To understand the severity two of the three primary communication arteries were severed one that is owned by a subsidiary of India’s Reliance Group. That cable stretches a distance of 17,000 miles in the ocean depths connecting Europe and China. The second cable severed was the Sea-Me-We 4 one of the most extended wires extending some 24,854 miles (40,000 kilometers) and owned by a consortium of 15 various telecommunications companies that connected locations from Spain to Singapore. Both of these cables traversed the Mediterranean Sea going down the Gulf of Suez through Egypt and into the Indian Ocean. Another critical choke point where significant wires connect to the Atlantic and Indian Ocean system are at the straights of Gibraltar along with the northern and southern portions of the Gulf of Suez making these single points of failure.

Physical Threats Against Transoceanic Cables

Military Conflict
The most common thought on this is obviously state-sponsored military activities in times of conflict that would instantly cut off all Internet traffic by simultaneously severing most significant cables at choke points, in the open sea that lead to them, and/or in conjunction by attacking the opposite end of the cable network at other global choke points. Of high value are all the known commercial cables and those that are secretly operated by the military complex. The U.S. military has the worries of tracking advanced adversarial ships and submarines that lurk near its choke points on its shores primarily those from Russia. China’s navy has also expanded and can pose threats against cable infrastructures in the Pacific especially within their so-called nine-dash line.
Few global powers can effectively unleash an effective offensive Internet blockade against an adversary. The U.S. military complex is known to have such abilities through cyber and physical methods. Russia’s military complex has shown it is also competent as are the Chinese.
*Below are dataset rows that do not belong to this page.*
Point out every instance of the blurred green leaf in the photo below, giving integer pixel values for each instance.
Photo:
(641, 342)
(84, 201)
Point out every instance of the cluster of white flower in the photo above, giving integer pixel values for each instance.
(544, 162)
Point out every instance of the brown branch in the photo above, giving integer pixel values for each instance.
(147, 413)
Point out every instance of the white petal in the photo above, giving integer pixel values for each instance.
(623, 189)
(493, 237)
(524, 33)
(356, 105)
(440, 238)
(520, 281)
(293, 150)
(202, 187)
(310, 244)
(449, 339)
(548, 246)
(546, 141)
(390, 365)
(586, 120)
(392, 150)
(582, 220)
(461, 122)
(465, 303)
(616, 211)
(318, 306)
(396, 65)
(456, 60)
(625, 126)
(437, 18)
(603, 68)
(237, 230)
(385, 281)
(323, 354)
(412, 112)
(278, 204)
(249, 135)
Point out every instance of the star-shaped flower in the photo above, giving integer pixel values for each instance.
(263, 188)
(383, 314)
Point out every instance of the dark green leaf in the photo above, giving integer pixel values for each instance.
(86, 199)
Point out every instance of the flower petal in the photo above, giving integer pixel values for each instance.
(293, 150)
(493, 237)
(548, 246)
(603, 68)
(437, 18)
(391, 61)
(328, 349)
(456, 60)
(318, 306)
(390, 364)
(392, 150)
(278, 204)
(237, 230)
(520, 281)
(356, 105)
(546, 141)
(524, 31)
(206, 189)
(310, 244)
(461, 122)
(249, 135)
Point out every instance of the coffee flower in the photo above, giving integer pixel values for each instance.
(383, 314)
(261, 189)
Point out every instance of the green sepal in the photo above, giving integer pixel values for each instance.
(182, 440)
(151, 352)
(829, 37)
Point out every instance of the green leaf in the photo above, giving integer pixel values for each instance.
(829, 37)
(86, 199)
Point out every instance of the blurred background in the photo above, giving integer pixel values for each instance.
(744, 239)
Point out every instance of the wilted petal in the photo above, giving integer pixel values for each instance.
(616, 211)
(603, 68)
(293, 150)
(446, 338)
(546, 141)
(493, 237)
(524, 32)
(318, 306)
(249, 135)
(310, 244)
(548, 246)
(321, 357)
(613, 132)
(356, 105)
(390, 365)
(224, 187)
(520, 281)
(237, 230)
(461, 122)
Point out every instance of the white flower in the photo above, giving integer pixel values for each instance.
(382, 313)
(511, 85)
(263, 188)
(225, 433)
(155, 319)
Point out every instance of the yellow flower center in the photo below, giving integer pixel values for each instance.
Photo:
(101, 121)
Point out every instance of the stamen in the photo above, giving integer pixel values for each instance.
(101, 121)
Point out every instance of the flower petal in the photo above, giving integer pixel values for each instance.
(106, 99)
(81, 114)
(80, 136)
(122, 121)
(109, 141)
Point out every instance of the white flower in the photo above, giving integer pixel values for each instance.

Terrorism, Islamic State, and Al-Qaeda

These organizations are dependent upon the Internet for their communication and data needs to wage their style of war campaigns. Without a reliable, redundant means to communicate to other parts of the globe, it would shut down their reach to inflict damage in other parts of the world. In essence, shooting themselves in the foot eliminating their modern necessities such as cell phones let alone their Internet access throwing them back into the stone ages.

Political Instabilities, Escalation of Costs and Other Barriers

Several telecommunication providers are seeking cable routes around critical choke points such as Egypt. Often, cable projects are delayed by years because access to crucial areas is prohibited by political instabilities, in particular, the middle east region. Alternate routes can prove too costly unsuitable for a return on investment delivered by the project itself. It is the cost factor alone that would drive a consortium of telecoms together to share the costs of projects on such a massive scale. Add to that the complexities if the cables traverse the territorial waters of a nation (no other route choice) that demands exorbitant royalties for the right of passage. Once infrastructure costs escalate the impact of Internet services will substantially increase as well.
The key is redundancy in the cable network, yet regional political instabilities can hold the cables traversing a choke point hostage. In the Egyptian cable cut, the effect along the East African coast was devastating. Internet service beyond the borders of countries from central Africa to South Africa was virtually nonexistent for nearly a week by the time the cable was repaired.
It’s all security through obscurity, a primitive method of protecting our undersea cable system that carries the Internet which makes it surprisingly vulnerable. Satellites orbiting the earth cannot match the heavy lifting and back-haul capabilities that the submarine cable system provides points around the globe. Satellites offer access to remote areas of our planet where cable has not been practically laid. Even then the massive latency and limited bandwidth prevent them from being a viable solution carrying the bulk of Internet traffic. Consider that nobody gave security of our global undersea cables much thought.